Not just Iran's 90 million. Myanmar. Sudan. Ethiopia. Kashmir. Bangladesh. Palestine. Wherever governments or any other actor weaponise connectivity.

The Urgency

Companies are making D2C deployment decisions now. Satellites launching. Spectrum allocated. Regulatory frameworks negotiated.

If humanitarian applications aren't designed now - while technology and its governance model are being shaped - it won't be retrofitted later. Infrastructure will optimise for profitable markets in stable democracies, not crisis zones. D2C for Colorado hiking emergencies, not Myanmar medical crises.

Iran is proof of concept. Satellite internet works during blackouts and local actors are braving enormous risks to import it and bring it to their communities as the need is stronger. The gap between 3,900 verified deaths and 12,000 estimated shows what happens when documentation becomes impossible.

But Iran is one country in a global pattern. Internet shutdowns escalating worldwide. Governments learning connectivity cuts control populations.

The deployment window is now. Not after commercial rollout. Not after the next shutdown. And not only at the whim of any company based on commercial political considerations.

For Companies

Build Humanitarian Infrastructure Into D2C

D2C companies can build global humanitarian and civilian infrastructure serving billions during crises. This means engineering decisions prioritising connectivity for populations facing shutdowns, not CSR add-ons.

Requirements:

  • Regulatory pathways: Secure licences and spectrum allocation enabling service in countries under authoritarian control.
  • Infrastructure priorities: Ensure satellite coverage and network capacity serve crisis zones, not just profitable markets. Design rapid emergency activation.
  • Accessible design: Create pricing, device compatibility, activation protocols for people under duress. Consider subsidised crisis access, possibly through pooled funds for connectivity support.
  • Crisis response: Develop clear protocols for enabling service during shutdowns—supporting medical care, aid coordination, family contact, documentation.
  • Sustainable models: Partner with development agencies and humanitarian funders to subsidise access for populations in crisis. Creates revenue streams while ensuring affordability. Not charity—sustainable business.

Iran proves it works. Low Earth Orbit satellite internet has worked during blackouts.
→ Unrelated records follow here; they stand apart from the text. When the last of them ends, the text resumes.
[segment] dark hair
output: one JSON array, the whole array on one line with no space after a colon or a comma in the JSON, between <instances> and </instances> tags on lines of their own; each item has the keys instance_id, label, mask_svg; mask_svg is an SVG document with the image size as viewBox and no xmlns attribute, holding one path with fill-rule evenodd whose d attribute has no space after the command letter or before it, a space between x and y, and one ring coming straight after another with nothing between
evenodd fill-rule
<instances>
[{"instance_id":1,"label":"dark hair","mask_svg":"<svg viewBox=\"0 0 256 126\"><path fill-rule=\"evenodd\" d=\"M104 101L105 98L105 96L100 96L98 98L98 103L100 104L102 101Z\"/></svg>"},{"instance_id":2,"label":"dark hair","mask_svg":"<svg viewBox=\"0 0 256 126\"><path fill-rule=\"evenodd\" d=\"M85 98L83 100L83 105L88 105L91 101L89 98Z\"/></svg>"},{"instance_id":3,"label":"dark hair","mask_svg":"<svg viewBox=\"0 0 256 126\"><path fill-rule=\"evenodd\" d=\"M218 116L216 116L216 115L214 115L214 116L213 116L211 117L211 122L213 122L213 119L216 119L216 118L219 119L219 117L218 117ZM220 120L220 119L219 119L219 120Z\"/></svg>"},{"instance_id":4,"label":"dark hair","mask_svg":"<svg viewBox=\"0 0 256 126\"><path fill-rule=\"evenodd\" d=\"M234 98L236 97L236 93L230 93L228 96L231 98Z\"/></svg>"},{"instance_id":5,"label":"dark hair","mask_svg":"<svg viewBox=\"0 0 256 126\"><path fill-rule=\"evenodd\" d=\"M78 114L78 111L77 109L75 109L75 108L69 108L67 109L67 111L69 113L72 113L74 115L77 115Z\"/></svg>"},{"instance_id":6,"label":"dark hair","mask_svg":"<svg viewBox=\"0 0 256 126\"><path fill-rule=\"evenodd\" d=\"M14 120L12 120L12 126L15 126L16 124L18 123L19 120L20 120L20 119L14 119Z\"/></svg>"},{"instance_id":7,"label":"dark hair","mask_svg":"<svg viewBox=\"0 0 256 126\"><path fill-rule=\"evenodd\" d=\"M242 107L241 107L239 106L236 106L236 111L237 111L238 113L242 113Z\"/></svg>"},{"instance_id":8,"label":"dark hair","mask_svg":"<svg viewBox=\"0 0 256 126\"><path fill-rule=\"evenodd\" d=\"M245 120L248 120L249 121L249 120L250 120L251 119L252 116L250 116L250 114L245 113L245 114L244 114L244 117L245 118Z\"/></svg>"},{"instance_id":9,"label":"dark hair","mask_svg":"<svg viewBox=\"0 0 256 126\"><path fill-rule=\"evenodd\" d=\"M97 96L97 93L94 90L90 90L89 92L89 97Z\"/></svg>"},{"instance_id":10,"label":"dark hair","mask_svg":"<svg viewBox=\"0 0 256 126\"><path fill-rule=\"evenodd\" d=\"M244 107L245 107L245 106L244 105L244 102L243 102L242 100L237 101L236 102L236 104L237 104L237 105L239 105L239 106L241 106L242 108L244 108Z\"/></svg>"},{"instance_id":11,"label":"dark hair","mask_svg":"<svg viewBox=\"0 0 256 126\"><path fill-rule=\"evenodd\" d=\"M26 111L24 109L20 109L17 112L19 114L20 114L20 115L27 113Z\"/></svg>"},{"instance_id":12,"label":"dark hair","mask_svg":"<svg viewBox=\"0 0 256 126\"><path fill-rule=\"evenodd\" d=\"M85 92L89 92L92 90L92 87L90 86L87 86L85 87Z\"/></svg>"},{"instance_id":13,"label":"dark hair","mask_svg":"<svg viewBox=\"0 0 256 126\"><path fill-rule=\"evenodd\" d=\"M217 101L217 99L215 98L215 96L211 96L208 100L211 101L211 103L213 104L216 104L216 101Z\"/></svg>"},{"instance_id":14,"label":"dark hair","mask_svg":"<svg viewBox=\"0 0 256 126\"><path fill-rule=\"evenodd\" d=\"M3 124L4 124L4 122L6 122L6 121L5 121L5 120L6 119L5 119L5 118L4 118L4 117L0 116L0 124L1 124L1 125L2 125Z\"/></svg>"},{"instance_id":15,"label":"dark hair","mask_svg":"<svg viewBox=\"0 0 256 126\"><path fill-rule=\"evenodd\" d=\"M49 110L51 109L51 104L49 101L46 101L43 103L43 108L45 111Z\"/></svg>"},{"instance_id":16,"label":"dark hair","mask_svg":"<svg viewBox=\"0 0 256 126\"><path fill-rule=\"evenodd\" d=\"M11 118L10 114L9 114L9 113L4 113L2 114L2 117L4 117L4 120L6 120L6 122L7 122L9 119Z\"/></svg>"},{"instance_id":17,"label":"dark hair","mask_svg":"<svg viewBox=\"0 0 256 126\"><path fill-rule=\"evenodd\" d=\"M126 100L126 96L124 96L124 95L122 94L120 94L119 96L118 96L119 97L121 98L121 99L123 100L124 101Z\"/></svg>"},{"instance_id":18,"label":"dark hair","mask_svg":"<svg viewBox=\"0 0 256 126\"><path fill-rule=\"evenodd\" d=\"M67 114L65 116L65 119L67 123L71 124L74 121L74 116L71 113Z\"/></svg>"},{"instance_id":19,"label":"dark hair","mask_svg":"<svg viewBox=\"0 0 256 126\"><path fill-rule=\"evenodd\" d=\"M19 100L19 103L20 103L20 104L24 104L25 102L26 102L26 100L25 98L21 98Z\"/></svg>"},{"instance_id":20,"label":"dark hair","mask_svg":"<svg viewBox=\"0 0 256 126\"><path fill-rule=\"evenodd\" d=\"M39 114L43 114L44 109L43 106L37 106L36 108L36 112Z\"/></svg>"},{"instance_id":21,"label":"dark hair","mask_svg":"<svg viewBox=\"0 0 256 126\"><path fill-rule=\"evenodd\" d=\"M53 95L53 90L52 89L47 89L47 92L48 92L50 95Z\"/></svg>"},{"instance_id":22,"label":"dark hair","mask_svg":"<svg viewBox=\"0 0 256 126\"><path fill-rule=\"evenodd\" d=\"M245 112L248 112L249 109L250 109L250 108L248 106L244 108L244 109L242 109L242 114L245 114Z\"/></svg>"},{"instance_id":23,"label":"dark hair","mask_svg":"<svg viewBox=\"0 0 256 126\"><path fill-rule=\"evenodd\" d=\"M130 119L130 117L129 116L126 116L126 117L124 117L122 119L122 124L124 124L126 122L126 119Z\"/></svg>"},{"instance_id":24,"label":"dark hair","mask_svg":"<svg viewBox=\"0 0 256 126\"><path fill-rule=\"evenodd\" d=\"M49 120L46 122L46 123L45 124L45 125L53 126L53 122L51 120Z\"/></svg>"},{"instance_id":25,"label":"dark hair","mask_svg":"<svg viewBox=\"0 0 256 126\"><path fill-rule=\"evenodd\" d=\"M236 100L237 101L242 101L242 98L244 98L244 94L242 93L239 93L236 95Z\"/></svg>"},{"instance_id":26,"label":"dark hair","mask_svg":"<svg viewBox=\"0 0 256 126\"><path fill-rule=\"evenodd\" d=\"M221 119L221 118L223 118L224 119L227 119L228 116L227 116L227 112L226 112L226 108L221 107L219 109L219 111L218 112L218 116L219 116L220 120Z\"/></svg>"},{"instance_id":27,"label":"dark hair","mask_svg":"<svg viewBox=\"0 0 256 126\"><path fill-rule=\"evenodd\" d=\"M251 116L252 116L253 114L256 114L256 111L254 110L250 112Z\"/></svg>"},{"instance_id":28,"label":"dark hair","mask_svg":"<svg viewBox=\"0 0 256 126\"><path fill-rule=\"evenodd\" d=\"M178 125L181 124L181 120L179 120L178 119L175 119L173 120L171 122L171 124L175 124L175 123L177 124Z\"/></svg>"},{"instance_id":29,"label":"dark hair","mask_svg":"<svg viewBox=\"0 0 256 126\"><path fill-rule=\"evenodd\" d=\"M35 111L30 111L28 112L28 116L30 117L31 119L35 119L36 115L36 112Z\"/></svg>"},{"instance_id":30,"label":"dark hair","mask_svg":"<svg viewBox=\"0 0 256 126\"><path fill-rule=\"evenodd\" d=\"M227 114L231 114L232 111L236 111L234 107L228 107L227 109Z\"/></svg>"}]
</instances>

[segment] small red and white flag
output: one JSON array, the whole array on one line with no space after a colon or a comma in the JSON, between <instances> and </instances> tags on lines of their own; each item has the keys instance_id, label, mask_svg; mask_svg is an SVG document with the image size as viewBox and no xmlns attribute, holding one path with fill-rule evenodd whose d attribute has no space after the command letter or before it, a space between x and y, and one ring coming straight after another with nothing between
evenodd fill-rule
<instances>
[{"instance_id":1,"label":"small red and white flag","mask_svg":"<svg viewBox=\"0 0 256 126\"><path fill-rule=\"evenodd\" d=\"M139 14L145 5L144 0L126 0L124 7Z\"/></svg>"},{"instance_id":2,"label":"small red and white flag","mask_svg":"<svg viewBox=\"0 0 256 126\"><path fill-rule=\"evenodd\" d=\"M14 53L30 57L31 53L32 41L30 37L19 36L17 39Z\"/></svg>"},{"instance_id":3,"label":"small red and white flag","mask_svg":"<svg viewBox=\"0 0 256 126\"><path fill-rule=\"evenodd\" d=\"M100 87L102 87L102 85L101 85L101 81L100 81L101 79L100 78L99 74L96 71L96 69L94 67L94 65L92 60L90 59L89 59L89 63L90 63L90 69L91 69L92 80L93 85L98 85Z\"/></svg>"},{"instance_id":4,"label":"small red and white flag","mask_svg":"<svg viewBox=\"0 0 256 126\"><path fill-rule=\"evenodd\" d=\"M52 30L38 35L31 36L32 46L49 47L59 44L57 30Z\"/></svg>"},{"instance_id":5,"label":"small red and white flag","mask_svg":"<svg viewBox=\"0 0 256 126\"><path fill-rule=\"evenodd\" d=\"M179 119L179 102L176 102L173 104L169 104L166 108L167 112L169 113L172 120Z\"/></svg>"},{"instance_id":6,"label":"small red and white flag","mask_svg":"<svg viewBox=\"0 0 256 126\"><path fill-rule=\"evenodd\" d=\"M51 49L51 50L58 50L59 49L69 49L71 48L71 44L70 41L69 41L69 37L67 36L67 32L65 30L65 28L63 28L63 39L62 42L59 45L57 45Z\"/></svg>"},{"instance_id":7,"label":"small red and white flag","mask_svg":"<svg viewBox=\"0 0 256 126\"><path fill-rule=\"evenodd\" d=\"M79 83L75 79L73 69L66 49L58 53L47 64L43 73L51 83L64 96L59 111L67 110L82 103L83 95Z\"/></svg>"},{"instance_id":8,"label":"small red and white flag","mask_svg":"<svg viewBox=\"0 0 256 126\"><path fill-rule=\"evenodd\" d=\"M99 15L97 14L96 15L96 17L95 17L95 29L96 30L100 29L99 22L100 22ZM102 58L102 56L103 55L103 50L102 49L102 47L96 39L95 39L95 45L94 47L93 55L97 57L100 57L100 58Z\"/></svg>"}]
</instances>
D2C scales that to millions, billions.

For Policymakers

Enable Humanitarian Connectivity Globally

Satellite connectivity for humanitarian and civilian purposes requires removing regulatory barriers preventing crisis access.

Key policy priorities:

  • Spectrum allocation: Prioritise licensing enabling D2C in countries with government blackouts. Developing standards and protocols for emergency spectrum allocation of the most appropriate bands for D2C use.
  • International coordination: Create frameworks allowing satellite providers to serve populations under authoritarian control without violating conflicting regulations. Support the emergence of humanitarian policies and standards to guide the management and provision of emergency satellite connectivity in the respect of existing legal instruments.
  • Emergency protocols: Establish fast-track pathways for activating connectivity during documented crises.
  • Development funding: Direct humanitarian and development agencies to invest in D2C infrastructure and subsidise access for crisis populations exploring innovative financing methods such as pooled funds for emergency civilian connectivity support. Creates sustainable business models for companies serving underserved regions.

Global pattern: 75+ countries. Iran proves viability. Technology exists. Policy barriers shouldn't prevent connectivity enabling medical care, aid coordination, documentation, or self-protection by communities.